Zum Abschluss wünschte er mir schöne sechs Monate in seinem Haus. »Oh, hab ich da richtig gehört? Das sollte wohl ein Scherz sein? Ich habe ja in Deutschland einen EFD-Vertrag für ein Jahr unterschrieben«, wandte ich erschrocken ein.
Wenig beeindruckt erwiderte er, da sei ihm wohl ein Fehler passiert. Er habe für mich nur sechs Monate bei der Nationalagentur des EFD Türkei beantragt. Das ließe sich nun leider nicht mehr rückgängig machen. Aber wenn ich am Ende länger bleiben wolle, fände sich sicher irgendwie eine Lösung.
Das war erst mal ein Schock für mich. Klar, Fehler können passieren.
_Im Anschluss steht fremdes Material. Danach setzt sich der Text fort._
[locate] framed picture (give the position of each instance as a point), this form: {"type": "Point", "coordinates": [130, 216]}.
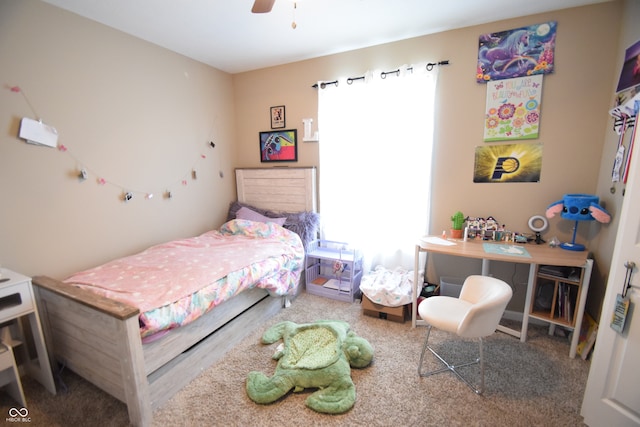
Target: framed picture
{"type": "Point", "coordinates": [277, 117]}
{"type": "Point", "coordinates": [279, 146]}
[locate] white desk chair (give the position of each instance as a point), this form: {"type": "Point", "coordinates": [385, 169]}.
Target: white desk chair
{"type": "Point", "coordinates": [475, 314]}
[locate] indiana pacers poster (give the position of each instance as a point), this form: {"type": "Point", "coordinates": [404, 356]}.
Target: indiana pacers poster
{"type": "Point", "coordinates": [508, 163]}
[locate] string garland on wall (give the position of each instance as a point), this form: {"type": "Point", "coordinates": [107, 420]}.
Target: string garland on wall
{"type": "Point", "coordinates": [83, 173]}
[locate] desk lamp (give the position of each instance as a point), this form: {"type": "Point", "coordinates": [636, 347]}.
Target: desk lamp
{"type": "Point", "coordinates": [578, 207]}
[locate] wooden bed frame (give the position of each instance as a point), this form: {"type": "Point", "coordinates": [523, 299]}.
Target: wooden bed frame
{"type": "Point", "coordinates": [99, 338]}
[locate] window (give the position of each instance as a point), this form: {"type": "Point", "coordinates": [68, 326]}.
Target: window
{"type": "Point", "coordinates": [376, 143]}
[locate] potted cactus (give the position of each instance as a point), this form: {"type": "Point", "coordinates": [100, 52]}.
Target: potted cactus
{"type": "Point", "coordinates": [457, 223]}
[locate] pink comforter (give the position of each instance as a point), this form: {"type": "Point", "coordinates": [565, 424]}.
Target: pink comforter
{"type": "Point", "coordinates": [176, 282]}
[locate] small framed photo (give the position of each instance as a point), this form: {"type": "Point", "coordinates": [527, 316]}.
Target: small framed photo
{"type": "Point", "coordinates": [277, 117]}
{"type": "Point", "coordinates": [279, 146]}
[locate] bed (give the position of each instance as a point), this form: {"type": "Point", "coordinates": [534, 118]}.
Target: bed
{"type": "Point", "coordinates": [100, 338]}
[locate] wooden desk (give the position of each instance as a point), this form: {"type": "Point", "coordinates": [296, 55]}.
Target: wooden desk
{"type": "Point", "coordinates": [539, 254]}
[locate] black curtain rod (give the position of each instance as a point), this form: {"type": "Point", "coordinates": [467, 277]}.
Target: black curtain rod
{"type": "Point", "coordinates": [383, 74]}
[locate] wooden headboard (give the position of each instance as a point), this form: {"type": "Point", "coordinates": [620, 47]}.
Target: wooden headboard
{"type": "Point", "coordinates": [278, 189]}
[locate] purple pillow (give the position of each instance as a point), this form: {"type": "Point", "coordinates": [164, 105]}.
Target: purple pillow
{"type": "Point", "coordinates": [248, 214]}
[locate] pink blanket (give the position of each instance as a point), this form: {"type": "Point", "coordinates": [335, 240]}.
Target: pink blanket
{"type": "Point", "coordinates": [174, 283]}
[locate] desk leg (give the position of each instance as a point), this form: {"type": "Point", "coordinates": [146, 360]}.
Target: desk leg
{"type": "Point", "coordinates": [414, 295]}
{"type": "Point", "coordinates": [485, 267]}
{"type": "Point", "coordinates": [527, 301]}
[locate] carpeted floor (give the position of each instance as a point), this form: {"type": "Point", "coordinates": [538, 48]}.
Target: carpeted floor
{"type": "Point", "coordinates": [527, 384]}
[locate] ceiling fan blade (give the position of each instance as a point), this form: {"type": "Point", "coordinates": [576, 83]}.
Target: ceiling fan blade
{"type": "Point", "coordinates": [262, 6]}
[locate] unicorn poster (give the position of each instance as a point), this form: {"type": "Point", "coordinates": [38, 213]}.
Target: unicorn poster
{"type": "Point", "coordinates": [513, 109]}
{"type": "Point", "coordinates": [516, 53]}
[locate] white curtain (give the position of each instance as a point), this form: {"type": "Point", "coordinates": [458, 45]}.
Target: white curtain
{"type": "Point", "coordinates": [376, 143]}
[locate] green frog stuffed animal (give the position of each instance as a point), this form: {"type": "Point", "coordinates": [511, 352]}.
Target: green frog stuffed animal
{"type": "Point", "coordinates": [316, 355]}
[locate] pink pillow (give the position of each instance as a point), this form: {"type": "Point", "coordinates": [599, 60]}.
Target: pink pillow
{"type": "Point", "coordinates": [248, 214]}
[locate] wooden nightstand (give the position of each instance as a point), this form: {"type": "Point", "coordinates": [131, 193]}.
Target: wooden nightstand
{"type": "Point", "coordinates": [20, 330]}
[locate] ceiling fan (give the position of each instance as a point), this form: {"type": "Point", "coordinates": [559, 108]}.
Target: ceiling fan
{"type": "Point", "coordinates": [262, 6]}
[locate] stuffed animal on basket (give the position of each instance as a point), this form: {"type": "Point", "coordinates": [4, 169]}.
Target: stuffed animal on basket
{"type": "Point", "coordinates": [316, 355]}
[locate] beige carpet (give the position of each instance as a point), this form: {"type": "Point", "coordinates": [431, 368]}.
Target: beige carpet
{"type": "Point", "coordinates": [527, 384]}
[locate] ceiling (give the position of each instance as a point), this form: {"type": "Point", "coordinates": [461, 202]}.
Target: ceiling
{"type": "Point", "coordinates": [226, 35]}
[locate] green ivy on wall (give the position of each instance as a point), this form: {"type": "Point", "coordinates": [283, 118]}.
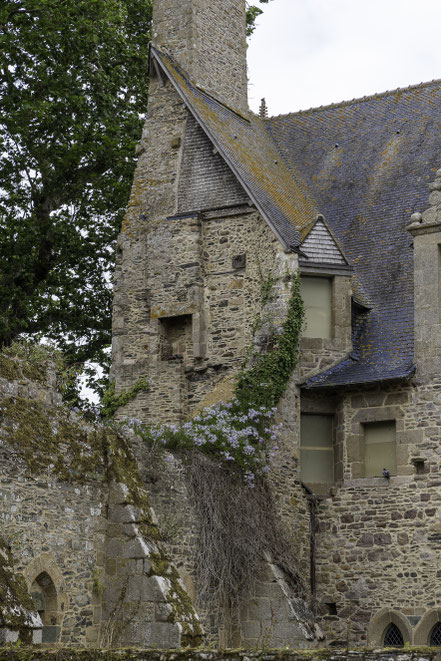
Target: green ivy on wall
{"type": "Point", "coordinates": [265, 382]}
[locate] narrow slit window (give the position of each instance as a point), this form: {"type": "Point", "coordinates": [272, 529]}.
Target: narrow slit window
{"type": "Point", "coordinates": [435, 635]}
{"type": "Point", "coordinates": [393, 636]}
{"type": "Point", "coordinates": [317, 299]}
{"type": "Point", "coordinates": [380, 448]}
{"type": "Point", "coordinates": [317, 449]}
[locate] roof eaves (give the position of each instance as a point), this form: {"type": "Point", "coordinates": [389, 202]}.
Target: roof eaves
{"type": "Point", "coordinates": [288, 245]}
{"type": "Point", "coordinates": [317, 385]}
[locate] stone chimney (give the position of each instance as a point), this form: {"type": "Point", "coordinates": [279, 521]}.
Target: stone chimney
{"type": "Point", "coordinates": [207, 38]}
{"type": "Point", "coordinates": [426, 230]}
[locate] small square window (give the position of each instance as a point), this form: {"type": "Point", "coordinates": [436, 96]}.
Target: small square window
{"type": "Point", "coordinates": [380, 448]}
{"type": "Point", "coordinates": [317, 299]}
{"type": "Point", "coordinates": [317, 449]}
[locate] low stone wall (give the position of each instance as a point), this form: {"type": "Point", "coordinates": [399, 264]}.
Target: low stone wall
{"type": "Point", "coordinates": [411, 654]}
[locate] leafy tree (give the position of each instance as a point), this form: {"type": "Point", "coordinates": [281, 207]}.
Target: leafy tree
{"type": "Point", "coordinates": [73, 90]}
{"type": "Point", "coordinates": [252, 13]}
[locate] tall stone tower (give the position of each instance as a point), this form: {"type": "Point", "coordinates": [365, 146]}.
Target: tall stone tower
{"type": "Point", "coordinates": [160, 299]}
{"type": "Point", "coordinates": [208, 40]}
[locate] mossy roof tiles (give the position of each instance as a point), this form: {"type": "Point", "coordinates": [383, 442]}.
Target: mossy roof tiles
{"type": "Point", "coordinates": [368, 163]}
{"type": "Point", "coordinates": [280, 195]}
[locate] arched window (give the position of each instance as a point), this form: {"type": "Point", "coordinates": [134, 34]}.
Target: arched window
{"type": "Point", "coordinates": [393, 636]}
{"type": "Point", "coordinates": [45, 599]}
{"type": "Point", "coordinates": [435, 636]}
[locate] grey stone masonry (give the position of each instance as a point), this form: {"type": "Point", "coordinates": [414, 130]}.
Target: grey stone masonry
{"type": "Point", "coordinates": [208, 40]}
{"type": "Point", "coordinates": [426, 230]}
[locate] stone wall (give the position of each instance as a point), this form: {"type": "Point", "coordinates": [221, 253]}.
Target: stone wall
{"type": "Point", "coordinates": [77, 519]}
{"type": "Point", "coordinates": [378, 539]}
{"type": "Point", "coordinates": [187, 286]}
{"type": "Point", "coordinates": [415, 654]}
{"type": "Point", "coordinates": [209, 43]}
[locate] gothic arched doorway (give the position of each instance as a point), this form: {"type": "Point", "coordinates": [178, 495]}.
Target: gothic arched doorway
{"type": "Point", "coordinates": [45, 598]}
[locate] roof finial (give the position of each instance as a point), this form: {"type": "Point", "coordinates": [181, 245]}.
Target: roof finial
{"type": "Point", "coordinates": [263, 110]}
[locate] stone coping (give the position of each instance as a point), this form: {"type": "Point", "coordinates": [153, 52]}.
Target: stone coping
{"type": "Point", "coordinates": [364, 654]}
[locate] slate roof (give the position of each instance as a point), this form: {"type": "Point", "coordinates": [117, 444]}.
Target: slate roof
{"type": "Point", "coordinates": [367, 163]}
{"type": "Point", "coordinates": [280, 195]}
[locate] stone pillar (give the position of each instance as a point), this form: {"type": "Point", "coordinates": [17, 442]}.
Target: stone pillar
{"type": "Point", "coordinates": [426, 230]}
{"type": "Point", "coordinates": [208, 40]}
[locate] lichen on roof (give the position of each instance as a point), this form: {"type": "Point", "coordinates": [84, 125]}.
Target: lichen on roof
{"type": "Point", "coordinates": [280, 194]}
{"type": "Point", "coordinates": [16, 605]}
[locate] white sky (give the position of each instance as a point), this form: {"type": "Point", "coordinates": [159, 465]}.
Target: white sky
{"type": "Point", "coordinates": [307, 53]}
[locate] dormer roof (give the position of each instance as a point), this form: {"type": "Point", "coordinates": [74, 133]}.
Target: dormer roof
{"type": "Point", "coordinates": [319, 247]}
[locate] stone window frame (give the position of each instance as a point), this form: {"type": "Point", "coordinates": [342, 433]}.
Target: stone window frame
{"type": "Point", "coordinates": [341, 278]}
{"type": "Point", "coordinates": [45, 563]}
{"type": "Point", "coordinates": [325, 485]}
{"type": "Point", "coordinates": [355, 440]}
{"type": "Point", "coordinates": [379, 623]}
{"type": "Point", "coordinates": [323, 406]}
{"type": "Point", "coordinates": [425, 626]}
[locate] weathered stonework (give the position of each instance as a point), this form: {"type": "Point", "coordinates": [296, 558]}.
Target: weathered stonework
{"type": "Point", "coordinates": [85, 544]}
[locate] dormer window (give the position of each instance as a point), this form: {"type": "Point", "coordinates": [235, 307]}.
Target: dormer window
{"type": "Point", "coordinates": [317, 300]}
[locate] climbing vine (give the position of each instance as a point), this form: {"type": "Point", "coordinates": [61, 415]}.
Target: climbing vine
{"type": "Point", "coordinates": [264, 383]}
{"type": "Point", "coordinates": [242, 432]}
{"type": "Point", "coordinates": [111, 402]}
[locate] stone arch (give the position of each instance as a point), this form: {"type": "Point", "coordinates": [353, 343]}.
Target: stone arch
{"type": "Point", "coordinates": [46, 585]}
{"type": "Point", "coordinates": [380, 622]}
{"type": "Point", "coordinates": [425, 626]}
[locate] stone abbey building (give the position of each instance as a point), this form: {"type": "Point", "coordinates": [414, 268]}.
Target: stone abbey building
{"type": "Point", "coordinates": [348, 195]}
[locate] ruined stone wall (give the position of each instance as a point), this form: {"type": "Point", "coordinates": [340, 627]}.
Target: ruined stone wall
{"type": "Point", "coordinates": [79, 525]}
{"type": "Point", "coordinates": [58, 529]}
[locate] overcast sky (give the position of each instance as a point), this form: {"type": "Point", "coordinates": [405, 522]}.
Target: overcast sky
{"type": "Point", "coordinates": [307, 53]}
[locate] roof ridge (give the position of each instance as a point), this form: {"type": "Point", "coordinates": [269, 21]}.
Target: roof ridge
{"type": "Point", "coordinates": [363, 99]}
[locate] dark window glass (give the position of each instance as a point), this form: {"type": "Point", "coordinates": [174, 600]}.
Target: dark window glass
{"type": "Point", "coordinates": [393, 637]}
{"type": "Point", "coordinates": [435, 635]}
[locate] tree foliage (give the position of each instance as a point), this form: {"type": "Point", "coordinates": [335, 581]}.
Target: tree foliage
{"type": "Point", "coordinates": [73, 90]}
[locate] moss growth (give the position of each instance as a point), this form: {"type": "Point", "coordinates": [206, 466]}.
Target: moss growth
{"type": "Point", "coordinates": [265, 382]}
{"type": "Point", "coordinates": [54, 440]}
{"type": "Point", "coordinates": [111, 402]}
{"type": "Point", "coordinates": [50, 439]}
{"type": "Point", "coordinates": [16, 604]}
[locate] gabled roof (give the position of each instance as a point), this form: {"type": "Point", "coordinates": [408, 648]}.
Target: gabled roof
{"type": "Point", "coordinates": [278, 193]}
{"type": "Point", "coordinates": [320, 247]}
{"type": "Point", "coordinates": [368, 163]}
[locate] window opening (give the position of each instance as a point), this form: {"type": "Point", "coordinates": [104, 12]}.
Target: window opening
{"type": "Point", "coordinates": [45, 599]}
{"type": "Point", "coordinates": [435, 635]}
{"type": "Point", "coordinates": [317, 298]}
{"type": "Point", "coordinates": [317, 449]}
{"type": "Point", "coordinates": [380, 448]}
{"type": "Point", "coordinates": [176, 338]}
{"type": "Point", "coordinates": [393, 636]}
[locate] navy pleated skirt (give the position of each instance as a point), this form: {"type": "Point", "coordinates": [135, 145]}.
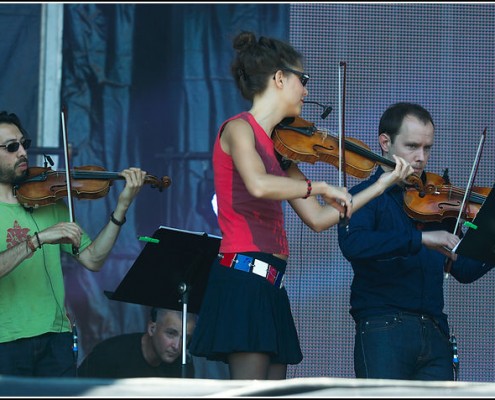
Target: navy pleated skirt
{"type": "Point", "coordinates": [243, 312]}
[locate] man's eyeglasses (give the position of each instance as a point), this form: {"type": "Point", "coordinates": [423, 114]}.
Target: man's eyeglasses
{"type": "Point", "coordinates": [303, 77]}
{"type": "Point", "coordinates": [12, 147]}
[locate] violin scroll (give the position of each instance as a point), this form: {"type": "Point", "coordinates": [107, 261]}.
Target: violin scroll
{"type": "Point", "coordinates": [44, 186]}
{"type": "Point", "coordinates": [156, 183]}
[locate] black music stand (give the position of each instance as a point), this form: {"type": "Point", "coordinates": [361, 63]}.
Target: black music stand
{"type": "Point", "coordinates": [479, 243]}
{"type": "Point", "coordinates": [171, 273]}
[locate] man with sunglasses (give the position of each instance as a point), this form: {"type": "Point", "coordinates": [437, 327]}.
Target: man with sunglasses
{"type": "Point", "coordinates": [35, 333]}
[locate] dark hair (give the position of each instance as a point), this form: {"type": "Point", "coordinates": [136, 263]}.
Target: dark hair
{"type": "Point", "coordinates": [392, 118]}
{"type": "Point", "coordinates": [256, 60]}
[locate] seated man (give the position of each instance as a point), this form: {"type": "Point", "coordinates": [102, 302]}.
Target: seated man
{"type": "Point", "coordinates": [156, 353]}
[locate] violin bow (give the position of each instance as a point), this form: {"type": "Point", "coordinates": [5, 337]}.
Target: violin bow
{"type": "Point", "coordinates": [467, 194]}
{"type": "Point", "coordinates": [68, 178]}
{"type": "Point", "coordinates": [343, 221]}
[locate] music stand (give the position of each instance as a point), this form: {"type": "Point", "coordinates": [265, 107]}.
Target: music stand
{"type": "Point", "coordinates": [479, 243]}
{"type": "Point", "coordinates": [171, 273]}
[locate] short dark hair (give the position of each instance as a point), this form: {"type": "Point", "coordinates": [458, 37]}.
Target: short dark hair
{"type": "Point", "coordinates": [392, 118]}
{"type": "Point", "coordinates": [13, 119]}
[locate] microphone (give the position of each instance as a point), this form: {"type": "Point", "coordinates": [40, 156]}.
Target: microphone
{"type": "Point", "coordinates": [326, 109]}
{"type": "Point", "coordinates": [455, 356]}
{"type": "Point", "coordinates": [48, 160]}
{"type": "Point", "coordinates": [75, 345]}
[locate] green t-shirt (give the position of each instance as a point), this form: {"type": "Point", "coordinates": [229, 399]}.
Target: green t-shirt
{"type": "Point", "coordinates": [32, 295]}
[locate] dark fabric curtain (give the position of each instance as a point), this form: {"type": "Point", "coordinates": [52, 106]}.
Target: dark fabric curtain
{"type": "Point", "coordinates": [148, 85]}
{"type": "Point", "coordinates": [20, 61]}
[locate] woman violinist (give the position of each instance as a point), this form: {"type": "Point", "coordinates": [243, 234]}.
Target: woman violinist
{"type": "Point", "coordinates": [36, 338]}
{"type": "Point", "coordinates": [245, 318]}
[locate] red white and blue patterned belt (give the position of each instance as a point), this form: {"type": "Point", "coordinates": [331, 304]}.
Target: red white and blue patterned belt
{"type": "Point", "coordinates": [246, 263]}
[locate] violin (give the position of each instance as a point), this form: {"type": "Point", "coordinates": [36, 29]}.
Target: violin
{"type": "Point", "coordinates": [44, 186]}
{"type": "Point", "coordinates": [299, 140]}
{"type": "Point", "coordinates": [440, 200]}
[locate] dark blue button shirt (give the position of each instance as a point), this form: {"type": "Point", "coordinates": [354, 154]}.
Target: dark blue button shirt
{"type": "Point", "coordinates": [393, 271]}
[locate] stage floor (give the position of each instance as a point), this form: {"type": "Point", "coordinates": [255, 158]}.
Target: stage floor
{"type": "Point", "coordinates": [297, 387]}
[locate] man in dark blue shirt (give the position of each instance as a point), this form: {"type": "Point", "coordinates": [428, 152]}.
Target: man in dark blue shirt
{"type": "Point", "coordinates": [397, 290]}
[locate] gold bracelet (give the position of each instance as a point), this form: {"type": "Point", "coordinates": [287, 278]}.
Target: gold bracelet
{"type": "Point", "coordinates": [116, 221]}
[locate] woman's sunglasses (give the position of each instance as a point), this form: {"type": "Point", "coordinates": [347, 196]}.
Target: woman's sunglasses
{"type": "Point", "coordinates": [12, 147]}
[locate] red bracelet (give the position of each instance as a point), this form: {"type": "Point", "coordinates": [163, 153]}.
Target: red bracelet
{"type": "Point", "coordinates": [30, 244]}
{"type": "Point", "coordinates": [308, 193]}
Aber nach sechs Monaten schon wieder heimzufliegen, kam mir absurd vor, wenn es wirklich Gott war, der mich da in die Türkei gerufen hatte. Was und wo war jetzt überhaupt noch zu Hause? Meine Waschmaschine, mein Kühlschrank und mein Auto waren jedenfalls quer über die Republik verteilt. Außerdem hatte ich meine Arbeit im Schulklub in Kodersdorf gekündigt, um hier zu sein. Hatte ich tatsächlich für gerade mal sechs Monate alles zu Hause loslassen sollen?
Nochmals musste ich loslassen von meinen Plänen, wenigstens für ein Jahr in der Türkei zu sein. Die Aufenthaltsgenehmigung hatte ich zwar bereits bis Dezember 2012, aber wo sollte ich bleiben und was sollte ich tun, wenn ich das EFD-Haus verlassen musste? Fragen über Fragen.
Ich wollte trotzdem versuchen, diese sechs Monate mein Bestes in dem Projekt zu geben. Es blieb mir ohnehin nichts anderes übrig, als abzuwarten, wie sich die Dinge entwickelten, ja, und zu beten, dass Gott gute Lösungen schenken würde.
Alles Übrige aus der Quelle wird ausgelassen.